We recently filed comments with the Organization for Economic Cooperation and Development’s (OECD) Council on Public Integrity, making suggestions on the Council’s draft Recommendation on Public Integrity.

The OECD is a forum where the governments of 34 democracies with market economies work to promote economic growth, prosperity, and sustainable development.

The OECD Recommendation deals with promoting integrity in government, with an emphasis on the use of management techniques.

As background, we’re both actively involved with the Rutgers Center for Government Compliance and Ethics. (Joe is the chair and Emil is the executive director.) We are not writing this on behalf of Rutgers; we are writing as individuals.

Based on our decades of practical compliance and ethics experience, we suggested to the OECD that:

1. The Council on Public Integrity should use the concept of a compliance and ethics (“C&E”) program, as widely applied globally, as a starting point and model. C&E programs are already widespread — why reinvent the concepts?

2. The Council should consider using the OECD Working Group on Bribery’s Good Practice Guidance modified to address public integrity and public sector entities. These are good standards for compliance programs — why not use them?

3. The Recommendation should include a examples to illustrate how the suggestions in the Recommendation would work on a best practice basis.

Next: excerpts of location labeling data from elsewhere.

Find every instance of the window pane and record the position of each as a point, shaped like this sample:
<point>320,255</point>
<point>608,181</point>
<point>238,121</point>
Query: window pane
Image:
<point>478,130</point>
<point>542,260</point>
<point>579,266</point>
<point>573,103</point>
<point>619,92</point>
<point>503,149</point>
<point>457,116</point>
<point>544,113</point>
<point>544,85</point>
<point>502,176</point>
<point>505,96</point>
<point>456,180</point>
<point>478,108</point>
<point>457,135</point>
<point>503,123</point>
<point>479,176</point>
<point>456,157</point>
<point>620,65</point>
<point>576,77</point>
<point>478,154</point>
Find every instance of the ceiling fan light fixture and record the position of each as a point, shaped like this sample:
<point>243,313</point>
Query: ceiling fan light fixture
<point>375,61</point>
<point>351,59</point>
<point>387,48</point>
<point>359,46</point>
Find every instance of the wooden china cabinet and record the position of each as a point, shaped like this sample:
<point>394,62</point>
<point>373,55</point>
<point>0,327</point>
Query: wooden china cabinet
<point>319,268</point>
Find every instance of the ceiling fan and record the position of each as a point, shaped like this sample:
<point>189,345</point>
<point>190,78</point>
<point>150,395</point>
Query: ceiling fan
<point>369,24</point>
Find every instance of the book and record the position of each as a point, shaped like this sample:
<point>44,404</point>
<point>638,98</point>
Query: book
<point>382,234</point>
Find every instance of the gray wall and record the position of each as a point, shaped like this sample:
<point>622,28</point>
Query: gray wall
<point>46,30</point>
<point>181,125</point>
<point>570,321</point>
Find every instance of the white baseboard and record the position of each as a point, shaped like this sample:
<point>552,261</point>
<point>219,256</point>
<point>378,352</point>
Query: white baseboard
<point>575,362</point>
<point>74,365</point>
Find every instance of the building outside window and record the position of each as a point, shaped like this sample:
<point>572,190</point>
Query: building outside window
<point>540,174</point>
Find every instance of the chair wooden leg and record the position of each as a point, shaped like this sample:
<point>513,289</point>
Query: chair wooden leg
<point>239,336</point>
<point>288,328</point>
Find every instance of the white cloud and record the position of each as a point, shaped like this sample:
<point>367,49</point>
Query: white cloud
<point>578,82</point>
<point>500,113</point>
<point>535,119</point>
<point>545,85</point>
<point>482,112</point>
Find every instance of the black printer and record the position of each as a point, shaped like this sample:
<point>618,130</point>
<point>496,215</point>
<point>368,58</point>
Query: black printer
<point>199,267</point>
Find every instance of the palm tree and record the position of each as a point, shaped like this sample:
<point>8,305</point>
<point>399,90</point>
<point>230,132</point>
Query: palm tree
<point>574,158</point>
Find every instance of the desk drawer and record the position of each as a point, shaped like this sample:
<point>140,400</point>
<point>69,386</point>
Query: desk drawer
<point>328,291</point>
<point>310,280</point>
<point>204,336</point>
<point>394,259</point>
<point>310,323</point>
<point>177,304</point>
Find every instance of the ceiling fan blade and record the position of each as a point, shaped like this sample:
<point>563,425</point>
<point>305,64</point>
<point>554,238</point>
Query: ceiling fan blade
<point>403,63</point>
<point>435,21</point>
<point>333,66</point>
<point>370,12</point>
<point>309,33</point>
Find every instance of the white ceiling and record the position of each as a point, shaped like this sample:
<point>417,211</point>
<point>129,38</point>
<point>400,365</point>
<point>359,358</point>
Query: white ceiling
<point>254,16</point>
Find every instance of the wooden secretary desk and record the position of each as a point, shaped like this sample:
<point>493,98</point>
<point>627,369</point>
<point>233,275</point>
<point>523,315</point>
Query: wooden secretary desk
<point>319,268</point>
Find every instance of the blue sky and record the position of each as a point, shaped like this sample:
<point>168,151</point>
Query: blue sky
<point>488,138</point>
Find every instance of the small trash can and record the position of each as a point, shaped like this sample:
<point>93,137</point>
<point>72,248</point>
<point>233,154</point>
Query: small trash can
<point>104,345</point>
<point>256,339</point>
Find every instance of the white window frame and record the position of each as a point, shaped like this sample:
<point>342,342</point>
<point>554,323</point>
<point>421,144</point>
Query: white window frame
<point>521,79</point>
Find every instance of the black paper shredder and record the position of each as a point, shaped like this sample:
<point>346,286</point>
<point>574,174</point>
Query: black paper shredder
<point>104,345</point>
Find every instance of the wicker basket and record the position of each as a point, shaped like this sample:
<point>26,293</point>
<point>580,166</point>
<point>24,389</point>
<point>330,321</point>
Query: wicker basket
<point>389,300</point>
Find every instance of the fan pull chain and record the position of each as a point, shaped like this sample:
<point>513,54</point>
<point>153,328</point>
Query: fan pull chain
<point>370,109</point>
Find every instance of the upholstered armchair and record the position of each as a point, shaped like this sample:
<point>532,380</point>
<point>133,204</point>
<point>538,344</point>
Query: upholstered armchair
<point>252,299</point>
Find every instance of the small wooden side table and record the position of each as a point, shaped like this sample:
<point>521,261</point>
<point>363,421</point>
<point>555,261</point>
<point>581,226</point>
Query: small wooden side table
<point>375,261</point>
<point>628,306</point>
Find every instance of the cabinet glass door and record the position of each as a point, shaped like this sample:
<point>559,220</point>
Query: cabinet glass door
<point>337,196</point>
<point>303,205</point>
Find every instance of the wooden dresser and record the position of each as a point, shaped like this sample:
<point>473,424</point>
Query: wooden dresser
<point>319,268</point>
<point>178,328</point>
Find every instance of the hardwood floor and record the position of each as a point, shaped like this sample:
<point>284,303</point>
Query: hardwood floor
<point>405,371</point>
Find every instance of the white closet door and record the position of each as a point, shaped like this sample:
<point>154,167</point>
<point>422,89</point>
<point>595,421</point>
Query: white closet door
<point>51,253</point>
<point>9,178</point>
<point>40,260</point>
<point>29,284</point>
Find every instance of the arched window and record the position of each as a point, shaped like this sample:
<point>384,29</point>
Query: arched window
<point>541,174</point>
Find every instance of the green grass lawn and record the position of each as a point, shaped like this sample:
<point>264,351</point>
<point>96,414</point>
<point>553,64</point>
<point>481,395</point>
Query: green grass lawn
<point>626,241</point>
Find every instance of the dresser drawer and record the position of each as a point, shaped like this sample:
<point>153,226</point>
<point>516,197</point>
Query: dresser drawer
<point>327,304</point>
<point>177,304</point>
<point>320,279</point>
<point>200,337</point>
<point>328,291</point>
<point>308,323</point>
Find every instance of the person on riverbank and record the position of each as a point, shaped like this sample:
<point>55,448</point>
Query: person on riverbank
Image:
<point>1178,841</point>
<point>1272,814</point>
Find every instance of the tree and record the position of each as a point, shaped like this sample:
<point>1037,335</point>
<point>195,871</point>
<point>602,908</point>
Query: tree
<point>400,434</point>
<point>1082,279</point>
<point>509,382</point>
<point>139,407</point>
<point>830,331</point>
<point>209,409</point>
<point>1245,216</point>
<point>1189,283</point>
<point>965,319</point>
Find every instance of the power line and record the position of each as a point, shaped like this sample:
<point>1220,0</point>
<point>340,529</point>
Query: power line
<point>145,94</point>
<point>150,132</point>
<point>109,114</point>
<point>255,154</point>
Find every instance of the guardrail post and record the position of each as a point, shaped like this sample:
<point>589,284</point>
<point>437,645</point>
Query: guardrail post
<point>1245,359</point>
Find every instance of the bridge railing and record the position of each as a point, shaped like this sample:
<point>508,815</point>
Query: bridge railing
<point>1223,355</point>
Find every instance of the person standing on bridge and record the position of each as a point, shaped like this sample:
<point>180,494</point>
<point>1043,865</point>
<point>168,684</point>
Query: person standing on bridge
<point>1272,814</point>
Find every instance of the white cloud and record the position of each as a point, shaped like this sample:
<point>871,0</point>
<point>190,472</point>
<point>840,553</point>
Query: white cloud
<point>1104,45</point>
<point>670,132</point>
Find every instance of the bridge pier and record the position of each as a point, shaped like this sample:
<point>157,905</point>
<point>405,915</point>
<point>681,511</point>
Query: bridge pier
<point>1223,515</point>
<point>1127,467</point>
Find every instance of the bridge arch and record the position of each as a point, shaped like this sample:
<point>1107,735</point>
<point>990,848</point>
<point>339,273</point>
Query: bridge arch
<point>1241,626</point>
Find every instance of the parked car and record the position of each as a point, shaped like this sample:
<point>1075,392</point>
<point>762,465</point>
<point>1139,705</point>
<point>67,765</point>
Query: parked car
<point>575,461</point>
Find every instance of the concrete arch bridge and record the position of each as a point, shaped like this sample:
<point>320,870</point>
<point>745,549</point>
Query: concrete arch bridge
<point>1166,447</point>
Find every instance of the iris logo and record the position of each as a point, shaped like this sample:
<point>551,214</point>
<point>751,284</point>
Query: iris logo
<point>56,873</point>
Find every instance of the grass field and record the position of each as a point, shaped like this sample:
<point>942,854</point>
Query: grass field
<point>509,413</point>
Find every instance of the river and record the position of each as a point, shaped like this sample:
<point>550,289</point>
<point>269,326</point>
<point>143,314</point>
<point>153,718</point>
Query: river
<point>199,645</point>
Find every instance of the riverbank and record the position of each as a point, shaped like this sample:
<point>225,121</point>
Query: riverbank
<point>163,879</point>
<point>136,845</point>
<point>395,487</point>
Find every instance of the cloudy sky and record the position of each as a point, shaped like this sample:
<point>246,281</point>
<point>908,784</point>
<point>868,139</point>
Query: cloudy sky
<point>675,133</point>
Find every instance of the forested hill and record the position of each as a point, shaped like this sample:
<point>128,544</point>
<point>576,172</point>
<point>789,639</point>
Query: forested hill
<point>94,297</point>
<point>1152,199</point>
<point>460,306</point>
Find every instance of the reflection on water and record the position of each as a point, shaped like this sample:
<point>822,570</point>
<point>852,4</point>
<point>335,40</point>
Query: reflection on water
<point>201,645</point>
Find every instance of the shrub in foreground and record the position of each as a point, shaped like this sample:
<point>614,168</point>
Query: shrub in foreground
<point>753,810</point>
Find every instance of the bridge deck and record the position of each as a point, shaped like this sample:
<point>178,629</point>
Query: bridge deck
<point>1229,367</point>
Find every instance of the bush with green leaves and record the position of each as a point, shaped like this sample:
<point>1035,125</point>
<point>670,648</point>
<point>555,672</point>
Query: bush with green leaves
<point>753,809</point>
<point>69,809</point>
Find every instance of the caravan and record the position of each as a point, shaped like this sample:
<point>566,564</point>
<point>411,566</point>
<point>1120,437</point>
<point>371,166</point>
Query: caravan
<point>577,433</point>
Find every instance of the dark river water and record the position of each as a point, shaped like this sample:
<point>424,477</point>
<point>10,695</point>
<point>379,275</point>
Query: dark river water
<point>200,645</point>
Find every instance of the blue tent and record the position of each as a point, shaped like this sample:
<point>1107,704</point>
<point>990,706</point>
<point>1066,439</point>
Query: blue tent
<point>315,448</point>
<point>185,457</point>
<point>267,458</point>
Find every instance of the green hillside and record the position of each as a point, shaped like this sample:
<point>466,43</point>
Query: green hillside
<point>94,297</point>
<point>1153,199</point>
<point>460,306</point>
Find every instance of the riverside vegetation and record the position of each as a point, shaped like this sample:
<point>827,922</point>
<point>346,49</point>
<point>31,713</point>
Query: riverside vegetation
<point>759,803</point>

4. The Council should include public international organizations, such as the OECD, in the scope of the Recommendation. We think it is good for those making recommendations to follow their own advice. 

5. The Recommendation should call on the public sector to promote C&E in the private sector to protect public integrity. If we want honest government it helps to promote integrity in the private sector, and C&E programs there help protect everyone.

6. The Council should advise states not to take actions that undercut C&E programs anywhere, whether in the private sector or the public sector. There have been some terribly ill-advised actions by governments that hurt C&E programs. Why have one part of government undermining something that another part is promoting?

7. The Council should form an ongoing working group to promote and implement the Recommendation. The Recommendation is good, and should have some ongoing life.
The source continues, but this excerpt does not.